グローバル企業が世界規模でのロジスティクスを組み立てるに当たって、アフリカは地理的なハブにもなる。スペインまで船でわずか15分のモロッコは、新たな“欧州の工場”として、仏自動車メーカーを中心に投資が続いている。日本の自動車部品メーカーも従来の系列の枠を超え、モロッコ進出を急いでいる。

 ワイヤーハーネス世界大手の矢崎総業や住友電装は、エジプトやチュニジアに工場を持つ。

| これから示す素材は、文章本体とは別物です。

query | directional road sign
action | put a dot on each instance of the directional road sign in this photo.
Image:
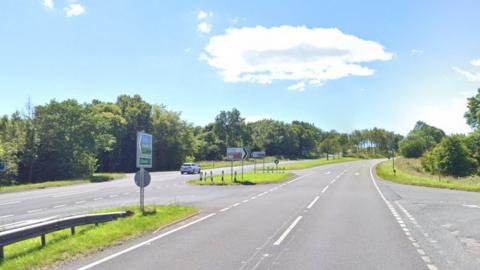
(259, 154)
(237, 153)
(144, 150)
(146, 178)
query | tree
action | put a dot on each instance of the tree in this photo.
(451, 157)
(138, 115)
(422, 138)
(173, 139)
(473, 113)
(412, 147)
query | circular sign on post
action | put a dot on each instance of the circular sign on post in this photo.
(146, 178)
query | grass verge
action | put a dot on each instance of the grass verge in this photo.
(62, 247)
(249, 178)
(315, 162)
(410, 172)
(97, 177)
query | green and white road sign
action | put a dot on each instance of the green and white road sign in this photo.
(144, 150)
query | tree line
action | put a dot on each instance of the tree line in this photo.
(455, 155)
(68, 139)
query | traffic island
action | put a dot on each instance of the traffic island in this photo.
(249, 178)
(62, 246)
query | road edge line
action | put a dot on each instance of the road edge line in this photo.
(88, 266)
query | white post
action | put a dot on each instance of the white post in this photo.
(142, 189)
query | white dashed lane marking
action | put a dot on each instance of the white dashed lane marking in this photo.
(287, 231)
(313, 202)
(34, 211)
(8, 203)
(400, 221)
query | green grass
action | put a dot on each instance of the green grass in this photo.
(97, 177)
(249, 178)
(207, 165)
(316, 162)
(61, 246)
(410, 172)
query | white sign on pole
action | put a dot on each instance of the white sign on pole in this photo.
(3, 166)
(260, 154)
(144, 150)
(237, 153)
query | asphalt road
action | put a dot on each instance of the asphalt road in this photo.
(330, 217)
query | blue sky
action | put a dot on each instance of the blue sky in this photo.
(342, 65)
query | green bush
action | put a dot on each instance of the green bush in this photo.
(412, 147)
(450, 157)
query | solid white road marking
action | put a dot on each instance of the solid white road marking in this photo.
(8, 203)
(69, 194)
(394, 213)
(470, 205)
(149, 241)
(313, 202)
(287, 231)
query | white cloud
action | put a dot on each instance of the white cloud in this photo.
(297, 87)
(416, 51)
(309, 55)
(204, 27)
(48, 4)
(471, 76)
(476, 62)
(201, 15)
(255, 118)
(74, 10)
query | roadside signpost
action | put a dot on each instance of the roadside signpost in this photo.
(144, 160)
(236, 154)
(255, 156)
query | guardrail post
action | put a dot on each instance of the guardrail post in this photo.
(42, 237)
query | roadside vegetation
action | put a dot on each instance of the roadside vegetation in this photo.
(410, 171)
(62, 247)
(207, 165)
(249, 178)
(95, 178)
(316, 162)
(435, 159)
(63, 140)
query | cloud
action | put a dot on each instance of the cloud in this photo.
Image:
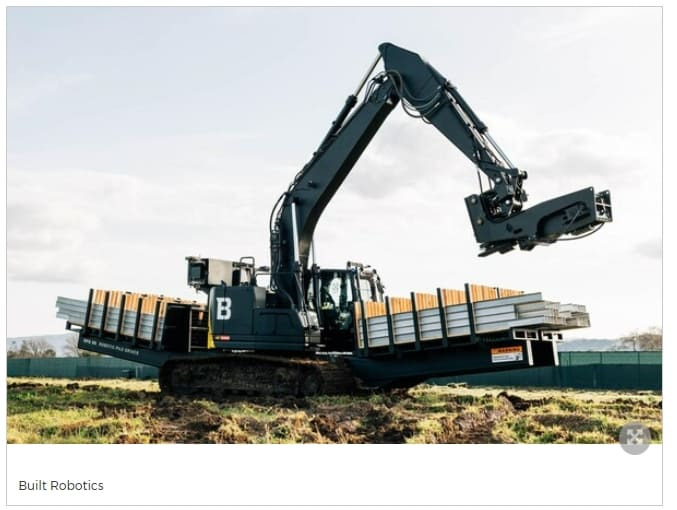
(21, 96)
(72, 225)
(652, 249)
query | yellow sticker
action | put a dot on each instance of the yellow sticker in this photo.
(506, 354)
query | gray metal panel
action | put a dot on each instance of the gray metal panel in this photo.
(494, 316)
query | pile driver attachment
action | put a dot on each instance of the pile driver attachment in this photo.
(577, 214)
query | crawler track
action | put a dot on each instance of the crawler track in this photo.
(254, 374)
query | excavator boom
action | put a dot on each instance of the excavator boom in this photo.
(499, 220)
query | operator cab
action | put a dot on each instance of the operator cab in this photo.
(331, 294)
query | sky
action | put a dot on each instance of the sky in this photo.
(138, 136)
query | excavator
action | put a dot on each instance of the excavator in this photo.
(311, 329)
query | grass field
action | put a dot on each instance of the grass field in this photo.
(129, 411)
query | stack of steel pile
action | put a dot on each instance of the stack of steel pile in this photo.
(494, 311)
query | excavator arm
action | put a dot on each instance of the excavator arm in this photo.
(500, 221)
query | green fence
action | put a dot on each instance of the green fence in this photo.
(79, 368)
(603, 370)
(581, 370)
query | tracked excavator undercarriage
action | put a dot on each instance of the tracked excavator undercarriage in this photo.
(256, 374)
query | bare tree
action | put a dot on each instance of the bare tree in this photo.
(649, 340)
(37, 347)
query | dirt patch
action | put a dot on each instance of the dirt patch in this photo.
(24, 386)
(521, 404)
(183, 421)
(77, 411)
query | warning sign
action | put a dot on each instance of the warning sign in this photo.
(504, 354)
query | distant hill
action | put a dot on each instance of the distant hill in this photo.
(58, 342)
(591, 344)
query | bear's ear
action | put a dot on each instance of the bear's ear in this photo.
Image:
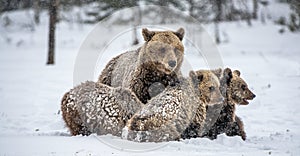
(237, 72)
(195, 79)
(147, 34)
(180, 33)
(227, 74)
(217, 72)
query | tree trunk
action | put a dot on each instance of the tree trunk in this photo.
(137, 21)
(36, 8)
(52, 22)
(255, 9)
(217, 20)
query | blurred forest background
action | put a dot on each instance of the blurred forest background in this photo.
(204, 11)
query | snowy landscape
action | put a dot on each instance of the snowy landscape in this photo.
(30, 91)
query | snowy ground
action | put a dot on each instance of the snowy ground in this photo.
(30, 93)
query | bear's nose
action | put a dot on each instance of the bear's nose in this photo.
(172, 63)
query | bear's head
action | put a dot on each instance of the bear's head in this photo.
(235, 87)
(163, 49)
(207, 83)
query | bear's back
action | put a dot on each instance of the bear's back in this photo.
(124, 69)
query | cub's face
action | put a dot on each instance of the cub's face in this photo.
(238, 90)
(208, 85)
(163, 49)
(164, 57)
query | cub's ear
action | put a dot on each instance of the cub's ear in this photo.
(217, 72)
(197, 77)
(147, 34)
(227, 75)
(180, 33)
(237, 72)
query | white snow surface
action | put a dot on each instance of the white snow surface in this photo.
(30, 93)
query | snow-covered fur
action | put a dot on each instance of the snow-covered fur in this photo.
(235, 91)
(158, 61)
(97, 108)
(167, 115)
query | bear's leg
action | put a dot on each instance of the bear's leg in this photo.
(237, 128)
(71, 116)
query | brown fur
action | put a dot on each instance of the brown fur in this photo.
(171, 115)
(157, 61)
(209, 94)
(236, 91)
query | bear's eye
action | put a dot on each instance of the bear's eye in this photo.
(244, 87)
(212, 88)
(162, 50)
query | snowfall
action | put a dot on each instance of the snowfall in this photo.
(30, 91)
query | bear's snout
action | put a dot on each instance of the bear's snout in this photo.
(172, 63)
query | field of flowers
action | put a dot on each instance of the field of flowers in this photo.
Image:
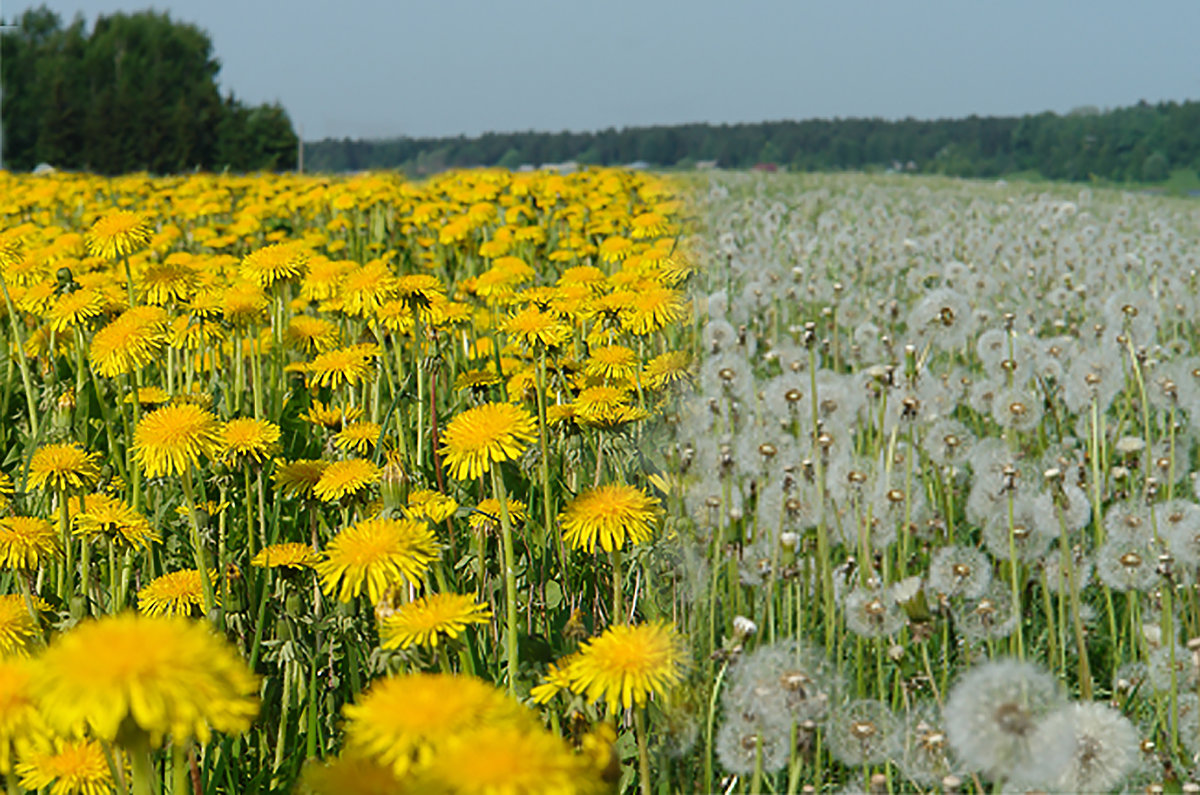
(591, 483)
(333, 471)
(937, 482)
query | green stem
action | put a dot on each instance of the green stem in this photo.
(643, 757)
(143, 771)
(22, 362)
(202, 559)
(510, 580)
(618, 607)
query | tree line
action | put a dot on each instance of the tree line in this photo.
(136, 93)
(1139, 143)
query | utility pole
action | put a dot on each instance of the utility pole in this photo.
(4, 29)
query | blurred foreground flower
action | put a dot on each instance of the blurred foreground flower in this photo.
(133, 680)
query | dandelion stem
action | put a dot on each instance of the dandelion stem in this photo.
(202, 559)
(510, 580)
(643, 757)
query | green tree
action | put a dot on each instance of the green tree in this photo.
(136, 93)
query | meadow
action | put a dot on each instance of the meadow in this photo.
(601, 482)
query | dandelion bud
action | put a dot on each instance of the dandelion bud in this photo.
(744, 627)
(1129, 444)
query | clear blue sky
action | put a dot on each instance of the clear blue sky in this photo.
(442, 67)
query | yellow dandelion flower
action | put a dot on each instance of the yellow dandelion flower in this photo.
(299, 478)
(395, 316)
(376, 553)
(310, 334)
(323, 278)
(35, 300)
(651, 309)
(119, 233)
(555, 681)
(423, 622)
(207, 508)
(331, 417)
(475, 380)
(25, 542)
(628, 664)
(535, 328)
(175, 593)
(418, 291)
(514, 761)
(66, 767)
(244, 304)
(487, 434)
(365, 288)
(288, 555)
(107, 515)
(601, 405)
(431, 506)
(352, 775)
(651, 225)
(246, 440)
(168, 282)
(75, 309)
(270, 264)
(343, 365)
(346, 479)
(163, 676)
(609, 514)
(616, 247)
(148, 396)
(173, 438)
(11, 249)
(359, 437)
(666, 370)
(611, 362)
(131, 341)
(403, 719)
(486, 516)
(19, 721)
(17, 627)
(64, 467)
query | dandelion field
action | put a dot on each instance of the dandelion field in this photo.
(539, 483)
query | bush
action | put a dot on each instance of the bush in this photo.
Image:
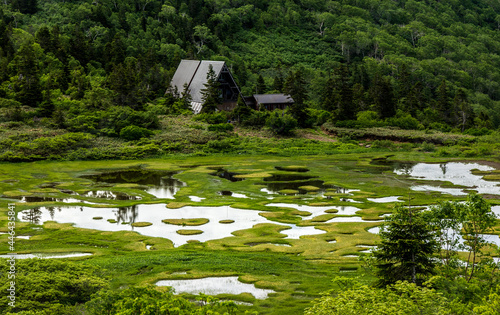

物流コストが多くを占めるワイヤーハーネスの場合、アジアで調達した原料を加工し、欧州に供給する上で、アフリカには“地の利”があるという。

 ファーストリテイリング傘下のユニクロが、エチオピアでTシャツの試験生産を開始すると報じられているが、アパレル企業がアフリカに生産拠点を置くのは、アフリカで売るためでも日本で売るためでもない。米国と欧州で売るためなのだ。地理的な近さだけでなく、アフリカで作った衣料には「特恵関税」が適用できるのでコスト面でもメリットがある。海外売上高が国内売上高を上回りつつあるユニクロにとってもアフリカは、欧米市場へのドアを開き、アパレル業界で売上高世界3位のポジションを確固とするためのカギになっている。

ユニクロがエチオピアで生産を開始することを伝える現地の新聞。イケアのエチオピア進出と合わせて、外資系大手小売りの市場参入の動きを報じている

 世界で大手グローバル企業との競争に挑んでいる日本企業から、「アフリカは日本から遠い」という言葉は聞いたことがない。日本やアジアを中心に据えてそこからの距離で世界を測っているわけではないからだ。世界のプレーヤーの間では、日本のビジネスパーソンの多くが思い描くものとは全く異なる世界地図が広げられている。

【ポイント②】工業化するアフリカからの「ラブコール」を見逃すな

 日本企業の中で、グローバル企業に続いてアフリカ進出が早いのが、産業財や原料など、アフリカにある製造業を顧客とする企業だ。

 「アフリカビジネスに関する日本企業リスト」によると、「電気・電子・情報機器・重電」の業種では、32社がアフリカで事業を展開しており、そのほとんどが「BtoB」ビジネスである。具体的には、オムロン、キーエンス、ファナック、三菱電機、安川電機といった企業のファクトリーオートメーション機器・システムや、検査機器、パッケージ機器などが、アフリカの現地製造業向けに代理店を通じて売られている。

 アフリカの国々は、工業化の段階によって2つに分けられる。南アフリカ、エジプト、モロッコ、チュニジアといった世界に向けて工業製品を輸出できる国々と、ケニア、エチオピア、タンザニア、ナイジェリアといった国内供給のための基本的な製造業を営む国々だ。

 アフリカの工業化の歩みはゆっくりしている。保護政策をとれず、産業が育つ前に国内では安価な輸入品が幅を利かせ、輸出するにも後追いでグローバルなルールでの競争を強いられてきたからだ。

 ところが17年あたりから状況は変わりつつある。アフリカの工業化につながる分野への中国による投融資が目立って増えているのだ。食品や電化製品などの工場開設、輸出促進のための軽工業の技術移転、工業団地、製油所、農業・食糧自給、電力、再生エネルギーといった分野への投資などだ。これまで「アフリカに資源と食糧を取りに来ている」と揶揄され、「現地で雇用を生まない」と叩かれてきた中国が、明らかに方針を転換している。